Opinion
November 15, 1932.
A. Walter Socolow, for the petitioner.
It appears from the moving papers that the father of the infant created a trust for the minority of the infant, and that the fund was to be paid to him upon his arrival at full age.
The trustee under the will has been appointed the general guardian of the infant, but has no funds in her hands as such general guardian.
The application, which was made by the mother of the infant, seeks the order of this court directing the person who is both the trustee and the general guardian to pay to her, for the infant's support and education, the balance of the trust fund.
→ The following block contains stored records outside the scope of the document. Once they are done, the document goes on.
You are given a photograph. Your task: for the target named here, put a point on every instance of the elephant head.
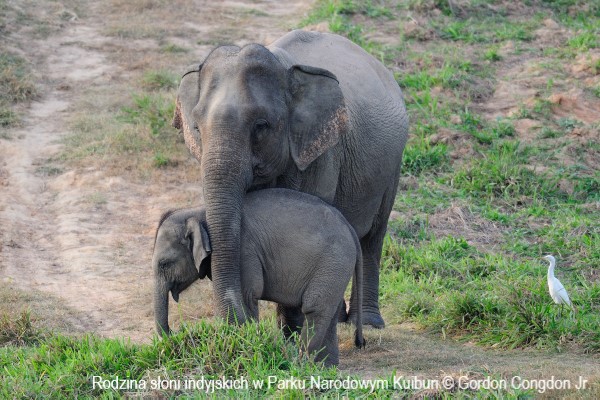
(181, 256)
(249, 120)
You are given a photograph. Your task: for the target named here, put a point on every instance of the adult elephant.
(312, 112)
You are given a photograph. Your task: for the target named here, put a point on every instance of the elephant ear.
(200, 246)
(187, 98)
(318, 116)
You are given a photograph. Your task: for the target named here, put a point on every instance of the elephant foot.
(371, 318)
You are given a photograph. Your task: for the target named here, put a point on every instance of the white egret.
(557, 290)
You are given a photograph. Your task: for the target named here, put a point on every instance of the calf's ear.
(200, 246)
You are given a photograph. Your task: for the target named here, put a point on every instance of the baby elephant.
(296, 250)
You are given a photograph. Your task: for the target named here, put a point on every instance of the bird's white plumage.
(557, 290)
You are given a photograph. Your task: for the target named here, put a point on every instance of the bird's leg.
(560, 311)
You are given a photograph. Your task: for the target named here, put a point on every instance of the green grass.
(17, 84)
(253, 352)
(16, 81)
(494, 295)
(254, 355)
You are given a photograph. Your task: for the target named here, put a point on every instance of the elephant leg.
(317, 325)
(331, 351)
(342, 313)
(371, 246)
(290, 319)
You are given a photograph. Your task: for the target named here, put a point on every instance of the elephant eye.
(260, 125)
(163, 264)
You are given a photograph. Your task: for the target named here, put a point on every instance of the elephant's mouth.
(175, 295)
(177, 288)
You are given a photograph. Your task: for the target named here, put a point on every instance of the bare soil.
(76, 240)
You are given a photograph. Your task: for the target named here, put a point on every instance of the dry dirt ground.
(76, 240)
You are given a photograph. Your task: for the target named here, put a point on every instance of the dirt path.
(82, 236)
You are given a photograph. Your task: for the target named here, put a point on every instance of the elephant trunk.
(227, 176)
(161, 307)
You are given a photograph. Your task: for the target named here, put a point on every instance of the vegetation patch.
(541, 193)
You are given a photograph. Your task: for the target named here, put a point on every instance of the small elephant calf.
(296, 250)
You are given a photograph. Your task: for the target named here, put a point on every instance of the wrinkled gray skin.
(311, 112)
(296, 251)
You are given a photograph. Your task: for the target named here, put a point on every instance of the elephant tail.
(357, 288)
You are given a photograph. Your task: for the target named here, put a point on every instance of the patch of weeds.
(19, 330)
(159, 80)
(16, 81)
(338, 14)
(252, 351)
(543, 107)
(8, 118)
(97, 199)
(154, 111)
(501, 175)
(503, 128)
(160, 160)
(414, 230)
(584, 41)
(173, 49)
(588, 188)
(492, 54)
(568, 124)
(421, 155)
(486, 30)
(549, 133)
(49, 170)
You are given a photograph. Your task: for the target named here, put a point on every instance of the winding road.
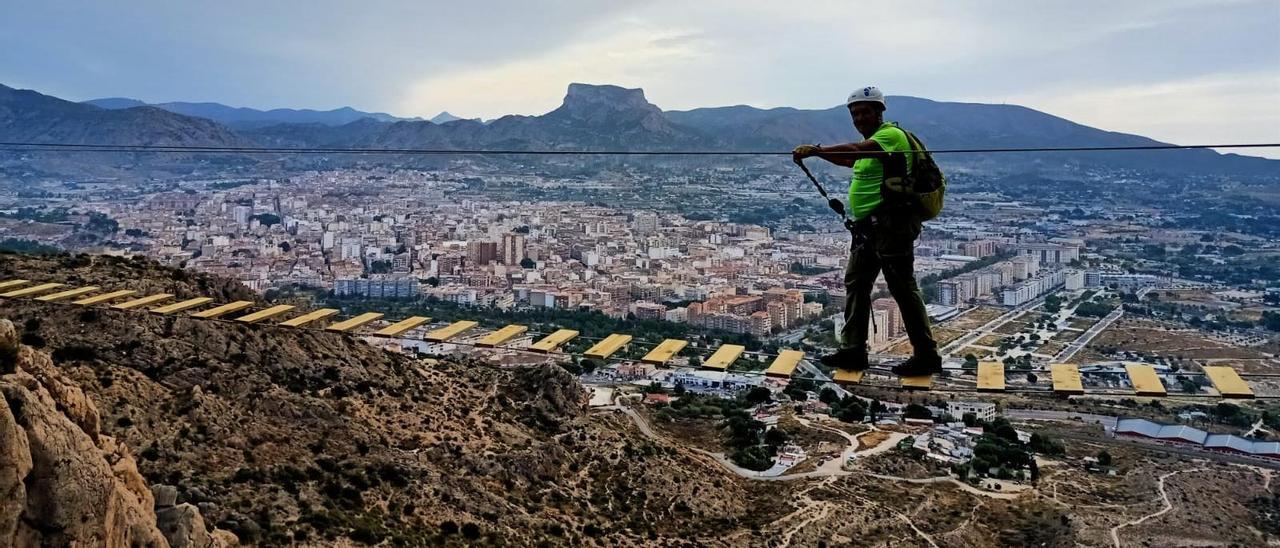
(1164, 496)
(830, 469)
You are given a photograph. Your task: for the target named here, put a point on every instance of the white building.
(984, 411)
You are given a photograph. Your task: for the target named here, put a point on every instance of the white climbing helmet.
(869, 94)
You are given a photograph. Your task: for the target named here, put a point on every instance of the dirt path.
(1164, 497)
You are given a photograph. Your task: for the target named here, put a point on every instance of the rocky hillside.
(286, 435)
(63, 482)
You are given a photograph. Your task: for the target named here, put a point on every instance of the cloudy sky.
(1180, 71)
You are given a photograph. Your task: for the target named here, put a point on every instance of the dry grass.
(1010, 328)
(990, 341)
(1144, 336)
(872, 439)
(981, 354)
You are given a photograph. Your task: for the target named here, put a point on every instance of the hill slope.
(31, 117)
(245, 118)
(304, 435)
(297, 435)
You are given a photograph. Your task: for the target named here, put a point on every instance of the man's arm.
(842, 155)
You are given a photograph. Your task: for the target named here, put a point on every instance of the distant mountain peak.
(115, 103)
(444, 117)
(606, 94)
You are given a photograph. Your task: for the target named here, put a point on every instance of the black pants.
(885, 241)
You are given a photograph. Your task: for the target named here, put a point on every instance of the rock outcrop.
(64, 483)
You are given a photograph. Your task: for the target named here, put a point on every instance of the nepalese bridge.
(1068, 379)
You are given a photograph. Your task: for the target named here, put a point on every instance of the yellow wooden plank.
(105, 297)
(144, 301)
(1144, 380)
(553, 341)
(725, 357)
(402, 325)
(67, 293)
(32, 290)
(663, 352)
(9, 283)
(1228, 382)
(451, 330)
(502, 336)
(848, 377)
(182, 305)
(309, 318)
(218, 311)
(785, 364)
(918, 383)
(1066, 379)
(991, 377)
(604, 348)
(252, 318)
(352, 323)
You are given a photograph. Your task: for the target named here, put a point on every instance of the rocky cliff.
(65, 483)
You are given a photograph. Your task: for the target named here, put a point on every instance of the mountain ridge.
(604, 117)
(246, 118)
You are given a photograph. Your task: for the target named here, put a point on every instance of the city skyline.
(1182, 72)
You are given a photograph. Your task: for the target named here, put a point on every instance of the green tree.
(758, 394)
(776, 437)
(828, 396)
(917, 411)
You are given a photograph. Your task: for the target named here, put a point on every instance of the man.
(885, 233)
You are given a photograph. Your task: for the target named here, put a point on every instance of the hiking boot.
(919, 365)
(853, 359)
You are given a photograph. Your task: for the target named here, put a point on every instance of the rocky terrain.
(178, 430)
(63, 482)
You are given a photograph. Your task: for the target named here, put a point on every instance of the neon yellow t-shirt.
(864, 190)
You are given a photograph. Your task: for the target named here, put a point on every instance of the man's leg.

Said general guardian has no assets in her hands, but she has, as trustee of the father's estate, the moneys which belong to the infant.
The will of the father of the infant was not probated in this county, and an application to direct the trustee to pay over funds must be made to the Surrogate's Court of original jurisdiction, but I doubt that such surrogate would have jurisdiction to entertain the application to expend principal held in trust, for I do not believe that a Surrogate's Court has sufficient equitable jurisdiction to grant the relief desired.
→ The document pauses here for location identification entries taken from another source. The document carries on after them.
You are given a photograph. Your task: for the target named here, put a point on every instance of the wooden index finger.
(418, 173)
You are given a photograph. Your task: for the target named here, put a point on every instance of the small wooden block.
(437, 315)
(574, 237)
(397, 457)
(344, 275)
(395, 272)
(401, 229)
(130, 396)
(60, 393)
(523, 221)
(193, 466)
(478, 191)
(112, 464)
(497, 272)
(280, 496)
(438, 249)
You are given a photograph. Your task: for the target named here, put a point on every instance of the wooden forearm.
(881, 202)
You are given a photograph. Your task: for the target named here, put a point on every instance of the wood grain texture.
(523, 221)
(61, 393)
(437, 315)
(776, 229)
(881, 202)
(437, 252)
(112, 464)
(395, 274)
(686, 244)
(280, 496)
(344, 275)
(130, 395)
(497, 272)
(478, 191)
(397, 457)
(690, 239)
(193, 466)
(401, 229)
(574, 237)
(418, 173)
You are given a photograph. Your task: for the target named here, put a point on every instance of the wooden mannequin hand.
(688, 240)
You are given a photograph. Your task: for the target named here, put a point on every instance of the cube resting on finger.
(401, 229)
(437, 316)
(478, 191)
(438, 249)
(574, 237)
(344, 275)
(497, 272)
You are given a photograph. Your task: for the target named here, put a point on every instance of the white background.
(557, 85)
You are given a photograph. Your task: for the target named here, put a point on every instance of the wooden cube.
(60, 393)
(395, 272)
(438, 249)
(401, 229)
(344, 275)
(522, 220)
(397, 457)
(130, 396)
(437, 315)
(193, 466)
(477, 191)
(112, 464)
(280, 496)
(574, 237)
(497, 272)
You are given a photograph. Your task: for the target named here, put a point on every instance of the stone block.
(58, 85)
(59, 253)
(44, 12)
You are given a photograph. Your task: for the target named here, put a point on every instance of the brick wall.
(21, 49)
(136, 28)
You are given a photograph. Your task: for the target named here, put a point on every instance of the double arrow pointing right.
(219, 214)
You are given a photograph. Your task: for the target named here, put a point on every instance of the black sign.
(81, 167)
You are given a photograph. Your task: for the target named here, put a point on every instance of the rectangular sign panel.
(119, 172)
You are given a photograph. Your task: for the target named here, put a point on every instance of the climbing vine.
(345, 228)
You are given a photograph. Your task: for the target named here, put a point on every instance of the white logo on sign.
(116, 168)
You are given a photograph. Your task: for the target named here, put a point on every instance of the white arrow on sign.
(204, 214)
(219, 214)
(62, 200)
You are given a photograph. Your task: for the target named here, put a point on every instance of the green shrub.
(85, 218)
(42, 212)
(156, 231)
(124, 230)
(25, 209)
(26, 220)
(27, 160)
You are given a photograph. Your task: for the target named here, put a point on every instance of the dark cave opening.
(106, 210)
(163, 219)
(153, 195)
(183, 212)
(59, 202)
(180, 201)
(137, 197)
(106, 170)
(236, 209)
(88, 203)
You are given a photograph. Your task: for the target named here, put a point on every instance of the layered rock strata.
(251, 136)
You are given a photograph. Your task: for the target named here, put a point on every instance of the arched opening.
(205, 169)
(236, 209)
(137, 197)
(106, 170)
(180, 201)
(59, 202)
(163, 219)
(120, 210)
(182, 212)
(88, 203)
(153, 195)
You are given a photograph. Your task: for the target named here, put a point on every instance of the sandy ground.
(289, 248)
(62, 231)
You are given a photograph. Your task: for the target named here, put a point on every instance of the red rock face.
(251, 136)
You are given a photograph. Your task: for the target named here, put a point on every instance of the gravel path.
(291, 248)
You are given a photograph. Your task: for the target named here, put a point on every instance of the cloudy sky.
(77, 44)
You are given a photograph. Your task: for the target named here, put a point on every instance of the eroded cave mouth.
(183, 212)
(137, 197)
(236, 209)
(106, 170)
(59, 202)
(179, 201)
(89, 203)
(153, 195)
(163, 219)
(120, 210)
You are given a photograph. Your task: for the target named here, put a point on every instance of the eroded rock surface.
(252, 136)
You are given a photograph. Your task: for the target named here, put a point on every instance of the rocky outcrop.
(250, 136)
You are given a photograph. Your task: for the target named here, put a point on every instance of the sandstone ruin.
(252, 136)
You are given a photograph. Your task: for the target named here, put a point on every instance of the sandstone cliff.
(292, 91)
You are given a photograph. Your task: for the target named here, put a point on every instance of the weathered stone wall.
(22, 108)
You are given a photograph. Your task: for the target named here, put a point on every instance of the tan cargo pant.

It would appear from Matter of Kaufman ( 113 Misc. 202, at p. 204) that only the Supreme Court would have sufficient equitable power to direct a trustee to pay over the principal of an infant's estate, in contravention of the terms of the will, although the moneys were absolutely necessary for the infant's support and education.
Undoubtedly the application of the infant's money would be of great service to him at this particular time, but as the surrogate of Richmond county has no jurisdiction in the matter, the application is denied.